RAILEmmanuel Macron a-t-il eu raison de vanter le modèle ferroviaire allemand?

SNCF: Emmanuel Macron a-t-il eu raison de vanter le modèle ferroviaire allemand?

RAILL’Allemagne a lancé sa réforme ferroviaire peu après la réunification…
Nicolas Raffin

Nicolas Raffin

L'essentiel

  • Emmanuel Macron a défendu la réforme de la SNCF jeudi sur TF1.
  • Il a pris l'Allemagne comme modèle.
  • Certains de ses arguments restent difficiles à étayer.

Emmanuel Macron ne lâche rien sur la réforme de la SNCF. Interrogé jeudi au JT de TF1, le président a défendu un changement « indispensable », alors que les cheminots vont à nouveau faire grève vendredi et samedi contre le projet de l’exécutif. Sans critiquer directement le mouvement social, Emmanuel Macron a appelé les salariés de la SNCF à ne pas avoir « de craintes illégitimes ».

« Nous avons besoin d’un chemin de fer fort » a poursuivi le chef de l’État, qui s’est appuyé sur la réforme ferroviaire allemande pour vendre la sienne. « Cette réforme, les Allemands ont à peu près fait la même, a expliqué Emmanuel Macron. Regardez ce qu’il s’est passé avec le recul. Meilleur service, plus de gens qui prennent le train, et plus de petites lignes ». Toutes ces affirmations sont-elles vraies ? 20 Minutes a cherché a vérifié.

« Plus de gens qui prennent le train ».

Oui, mais. Si l’on compare l’évolution du transport de passagers sur les deux réseaux ferroviaires (voir graphique), l’Allemagne affiche effectivement une croissance plus rapide que la France sur les douze dernières années. A partir de 2010, l’écart entre les deux pays devient même de plus en plus important.
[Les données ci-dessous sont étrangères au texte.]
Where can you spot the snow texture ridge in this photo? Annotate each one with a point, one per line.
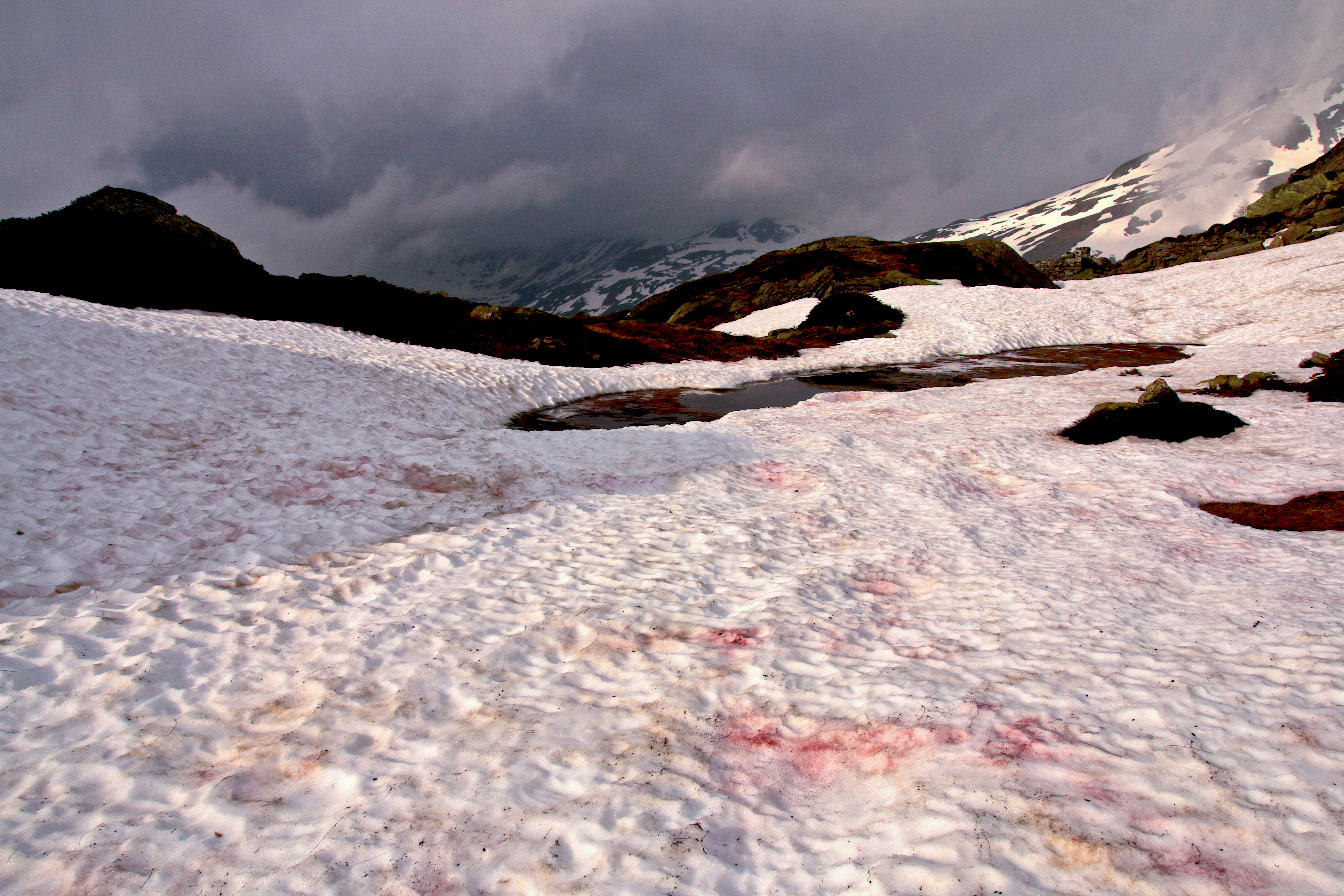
(1181, 189)
(291, 613)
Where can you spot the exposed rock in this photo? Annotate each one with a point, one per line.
(1308, 206)
(1159, 414)
(675, 342)
(132, 251)
(1233, 386)
(1318, 512)
(1327, 385)
(837, 265)
(1077, 264)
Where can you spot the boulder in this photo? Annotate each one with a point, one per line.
(850, 311)
(1329, 383)
(1159, 414)
(1233, 386)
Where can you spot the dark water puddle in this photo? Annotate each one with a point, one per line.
(664, 407)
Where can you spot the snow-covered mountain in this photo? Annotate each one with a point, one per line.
(1179, 189)
(608, 275)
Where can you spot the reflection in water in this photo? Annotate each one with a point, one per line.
(663, 407)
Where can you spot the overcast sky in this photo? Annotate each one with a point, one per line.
(361, 136)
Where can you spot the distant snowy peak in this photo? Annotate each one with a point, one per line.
(1181, 189)
(609, 275)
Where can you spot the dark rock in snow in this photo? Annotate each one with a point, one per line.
(1159, 414)
(850, 311)
(1233, 386)
(132, 251)
(1308, 206)
(837, 265)
(1327, 385)
(1319, 512)
(1077, 264)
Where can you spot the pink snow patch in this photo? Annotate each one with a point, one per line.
(840, 398)
(732, 637)
(831, 750)
(780, 476)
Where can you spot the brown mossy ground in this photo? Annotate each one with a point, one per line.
(837, 265)
(1319, 512)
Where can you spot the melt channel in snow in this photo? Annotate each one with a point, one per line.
(290, 612)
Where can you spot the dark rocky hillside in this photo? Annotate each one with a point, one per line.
(132, 251)
(837, 265)
(1308, 206)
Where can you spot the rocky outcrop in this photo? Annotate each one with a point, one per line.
(1308, 206)
(132, 251)
(1077, 264)
(1329, 383)
(837, 265)
(1159, 414)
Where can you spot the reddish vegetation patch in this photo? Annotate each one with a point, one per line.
(672, 343)
(1319, 512)
(832, 749)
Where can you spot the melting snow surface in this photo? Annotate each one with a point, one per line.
(291, 613)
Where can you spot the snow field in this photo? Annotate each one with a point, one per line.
(355, 639)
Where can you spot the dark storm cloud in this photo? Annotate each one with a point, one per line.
(372, 136)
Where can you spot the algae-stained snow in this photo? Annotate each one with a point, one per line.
(292, 615)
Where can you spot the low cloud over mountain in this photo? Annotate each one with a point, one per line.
(351, 138)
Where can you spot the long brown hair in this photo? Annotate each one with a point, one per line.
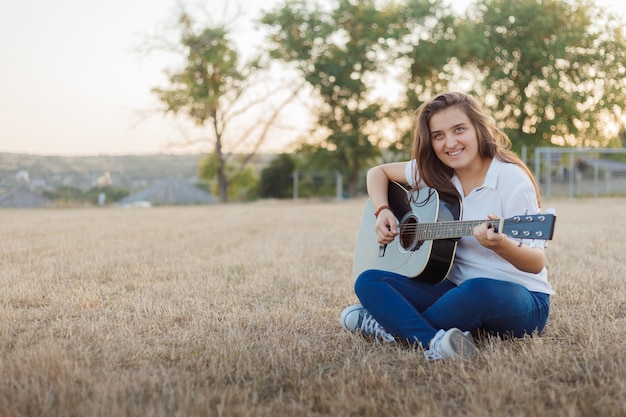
(492, 142)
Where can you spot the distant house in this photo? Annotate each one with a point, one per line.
(23, 197)
(168, 192)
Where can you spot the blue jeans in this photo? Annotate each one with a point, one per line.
(415, 311)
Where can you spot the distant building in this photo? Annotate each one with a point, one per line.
(168, 192)
(23, 197)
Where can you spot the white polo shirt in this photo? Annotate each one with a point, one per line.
(506, 192)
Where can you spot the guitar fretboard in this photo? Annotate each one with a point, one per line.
(448, 230)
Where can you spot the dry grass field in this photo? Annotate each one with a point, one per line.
(232, 310)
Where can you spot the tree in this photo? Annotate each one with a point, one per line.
(344, 54)
(277, 178)
(213, 89)
(553, 71)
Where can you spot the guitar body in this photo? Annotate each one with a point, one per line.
(426, 260)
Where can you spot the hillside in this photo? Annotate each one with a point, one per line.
(126, 171)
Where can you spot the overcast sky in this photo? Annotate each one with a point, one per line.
(71, 82)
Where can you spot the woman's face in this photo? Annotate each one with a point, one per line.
(454, 139)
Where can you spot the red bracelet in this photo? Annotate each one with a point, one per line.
(381, 208)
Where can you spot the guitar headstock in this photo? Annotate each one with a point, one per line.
(527, 226)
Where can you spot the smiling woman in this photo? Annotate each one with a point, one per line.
(493, 279)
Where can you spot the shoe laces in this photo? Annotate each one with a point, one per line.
(434, 352)
(369, 325)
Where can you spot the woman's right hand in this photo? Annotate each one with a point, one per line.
(386, 226)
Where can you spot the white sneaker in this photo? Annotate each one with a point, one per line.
(358, 320)
(451, 344)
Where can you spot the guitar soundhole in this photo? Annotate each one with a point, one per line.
(408, 233)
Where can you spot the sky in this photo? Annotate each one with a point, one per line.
(72, 81)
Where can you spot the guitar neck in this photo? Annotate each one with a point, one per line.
(451, 229)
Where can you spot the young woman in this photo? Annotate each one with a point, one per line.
(495, 284)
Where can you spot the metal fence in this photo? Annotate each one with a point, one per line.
(580, 172)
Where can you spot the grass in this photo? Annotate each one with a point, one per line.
(232, 310)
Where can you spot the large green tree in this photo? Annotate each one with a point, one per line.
(212, 88)
(552, 71)
(345, 54)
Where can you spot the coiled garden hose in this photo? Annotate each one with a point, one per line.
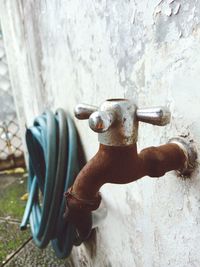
(53, 166)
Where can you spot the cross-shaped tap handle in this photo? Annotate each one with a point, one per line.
(116, 120)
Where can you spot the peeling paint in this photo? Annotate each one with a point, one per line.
(146, 50)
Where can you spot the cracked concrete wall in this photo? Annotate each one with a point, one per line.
(64, 52)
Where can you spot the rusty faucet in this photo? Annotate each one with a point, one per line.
(117, 160)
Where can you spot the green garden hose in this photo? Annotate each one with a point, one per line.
(53, 166)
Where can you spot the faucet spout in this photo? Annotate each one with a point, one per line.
(118, 165)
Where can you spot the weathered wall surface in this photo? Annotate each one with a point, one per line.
(64, 52)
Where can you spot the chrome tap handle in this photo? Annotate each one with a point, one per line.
(156, 115)
(116, 120)
(83, 111)
(100, 121)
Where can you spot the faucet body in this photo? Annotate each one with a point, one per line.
(118, 162)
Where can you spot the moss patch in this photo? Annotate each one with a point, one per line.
(11, 206)
(10, 239)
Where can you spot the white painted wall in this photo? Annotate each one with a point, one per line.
(64, 52)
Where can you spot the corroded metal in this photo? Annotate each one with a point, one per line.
(117, 160)
(119, 165)
(190, 152)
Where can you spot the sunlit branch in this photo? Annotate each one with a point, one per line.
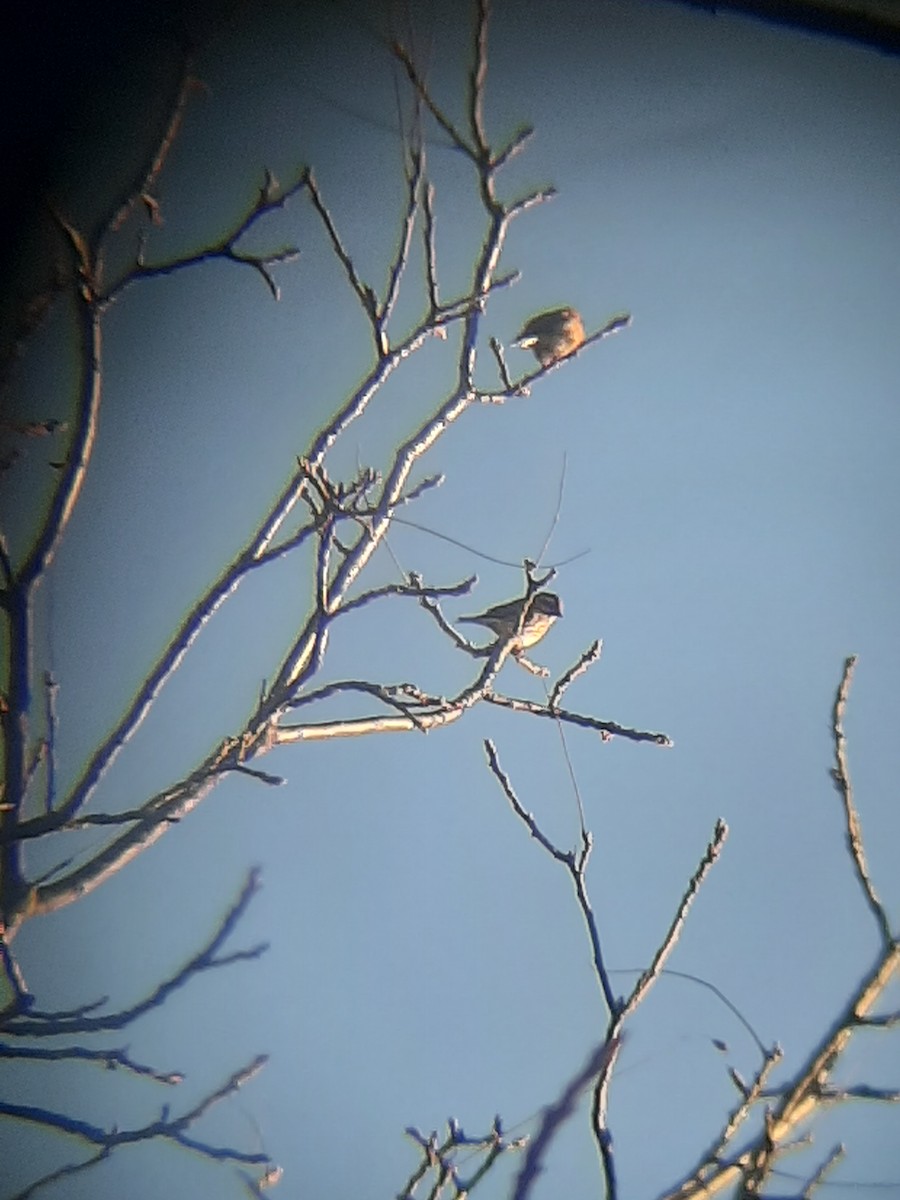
(207, 959)
(840, 774)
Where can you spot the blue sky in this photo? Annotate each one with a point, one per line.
(729, 466)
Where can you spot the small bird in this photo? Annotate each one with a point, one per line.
(552, 335)
(525, 621)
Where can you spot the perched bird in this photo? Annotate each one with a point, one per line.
(526, 621)
(552, 335)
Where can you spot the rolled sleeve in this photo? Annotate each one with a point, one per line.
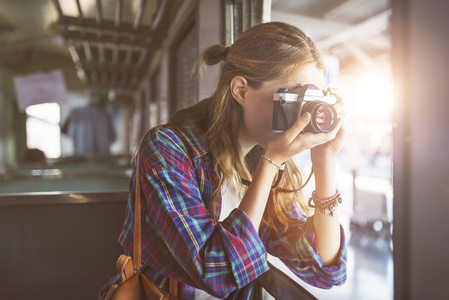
(216, 257)
(297, 249)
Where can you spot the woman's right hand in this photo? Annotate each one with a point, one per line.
(292, 142)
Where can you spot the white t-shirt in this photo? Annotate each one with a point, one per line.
(229, 201)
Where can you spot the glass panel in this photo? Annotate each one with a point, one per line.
(356, 39)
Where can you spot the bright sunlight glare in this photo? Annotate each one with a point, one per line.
(373, 95)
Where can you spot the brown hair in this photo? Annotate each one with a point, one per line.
(264, 52)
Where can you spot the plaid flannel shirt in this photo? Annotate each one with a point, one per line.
(181, 238)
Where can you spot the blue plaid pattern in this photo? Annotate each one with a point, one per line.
(182, 239)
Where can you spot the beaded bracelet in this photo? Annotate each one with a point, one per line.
(326, 206)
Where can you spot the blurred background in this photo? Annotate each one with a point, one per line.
(81, 81)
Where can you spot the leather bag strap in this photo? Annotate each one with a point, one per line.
(137, 248)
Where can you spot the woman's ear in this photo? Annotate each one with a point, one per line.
(239, 87)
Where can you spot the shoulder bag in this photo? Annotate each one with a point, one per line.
(134, 285)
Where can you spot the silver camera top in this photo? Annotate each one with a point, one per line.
(302, 92)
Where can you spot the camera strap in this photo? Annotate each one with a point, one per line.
(281, 190)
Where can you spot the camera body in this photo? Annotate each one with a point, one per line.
(288, 107)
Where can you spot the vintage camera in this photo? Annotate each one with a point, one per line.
(288, 107)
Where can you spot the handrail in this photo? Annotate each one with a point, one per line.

De quoi y voir un pur effet de la réforme ? Pour Léo Charles, maître de conférences en Economie à l’université Rennes-2, et membre des Économistes atterrés, l’écart s’explique surtout par les mauvais choix économiques des dirigeants politiques français. « Jusqu’à très récemment, la France a énormément investi sur les lignes à grande vitesse, mais a délaissé les petites lignes (TER, Intercités, Transiliens), affirme-t-il. En conséquence, les infrastructures se sont dégradées, les retards se sont accumulés, et les gouvernements successifs ont poussé les Français à se passer du train ».

« Plus de petites lignes »

Difficile à dire. En utilisant cet argument, Emmanuel Macron entend rassurer les Français qui ont besoin du train pour se déplacer dans des territoires parfois enclavés, et qui craignent que leurs lignes soient fermées faute de rentabilité.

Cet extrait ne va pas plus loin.